The Silkiest Carbonara
From: bonappetit.com
SERVES 4-6
1/4 pound guanciale (salt-cured pork jowl) or pancetta, cut into 1/3-inch cubes
7 large egg yolks
1 large egg
1 pound rigatoni
Kosher salt
1/2 cup finely grated Pecorino or Parmesan plus more for garnish
3/4 teaspoon freshly ground green peppercorns
3/4 teaspoon freshly ground pink pepper
1/2 teaspoon freshly ground white pepper
Freshly ground black pepper
Put guanciale in a large skillet and place over medium-low heat. Cook, stirring frequently, until fat renders but guanciale is not browned, about 5 minutes. Pour into a fine-mesh sieve set over a small bowl; reserve drippings. Transfer guanciale to a large bowl and let cool slightly. Add egg yolks and egg to bowl; whisk to blend.
Meanwhile, cook pasta in a large pot of boiling salted water, stirring occasionally, until al dente. Drain, reserving 1/2 cup pasta cooking liquid.

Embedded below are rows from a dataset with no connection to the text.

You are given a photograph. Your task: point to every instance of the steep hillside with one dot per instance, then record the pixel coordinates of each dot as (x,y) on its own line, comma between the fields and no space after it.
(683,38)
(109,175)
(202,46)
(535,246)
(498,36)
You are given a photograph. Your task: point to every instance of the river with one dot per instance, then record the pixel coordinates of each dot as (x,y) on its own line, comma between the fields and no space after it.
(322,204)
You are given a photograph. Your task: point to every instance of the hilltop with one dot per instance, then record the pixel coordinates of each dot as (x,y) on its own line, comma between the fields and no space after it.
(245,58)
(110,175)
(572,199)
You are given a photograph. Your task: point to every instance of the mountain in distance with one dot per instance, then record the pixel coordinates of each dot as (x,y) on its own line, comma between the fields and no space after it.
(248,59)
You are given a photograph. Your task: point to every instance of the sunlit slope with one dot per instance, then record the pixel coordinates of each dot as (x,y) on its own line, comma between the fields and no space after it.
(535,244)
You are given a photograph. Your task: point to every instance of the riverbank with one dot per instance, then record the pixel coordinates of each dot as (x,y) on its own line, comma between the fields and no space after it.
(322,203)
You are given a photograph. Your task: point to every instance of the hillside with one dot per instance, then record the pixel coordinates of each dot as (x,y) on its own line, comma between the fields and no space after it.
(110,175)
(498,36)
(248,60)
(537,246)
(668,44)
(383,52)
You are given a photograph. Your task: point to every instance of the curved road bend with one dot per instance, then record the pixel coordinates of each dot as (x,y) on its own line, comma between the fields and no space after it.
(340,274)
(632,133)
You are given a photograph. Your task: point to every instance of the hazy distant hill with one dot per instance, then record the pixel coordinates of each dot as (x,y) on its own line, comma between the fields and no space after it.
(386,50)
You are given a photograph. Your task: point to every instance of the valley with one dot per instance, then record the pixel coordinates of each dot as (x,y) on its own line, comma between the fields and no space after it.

To egg mixture, immediately add rigatoni, 2 Tbsp. pasta cooking liquid, and 1 tsp. guanciale drippings; toss to coat. Working in 3 batches, gradually add Pecorino, stirring and tossing to melt between batches. Add green, pink, and white pepper (or 1 1/2–2 tsp. black pepper); toss until sauce thickens, adding more pasta water by tablespoonfuls if needed. Season to taste with salt and black pepper.
Divide among bowls. Garnish with Pecorino.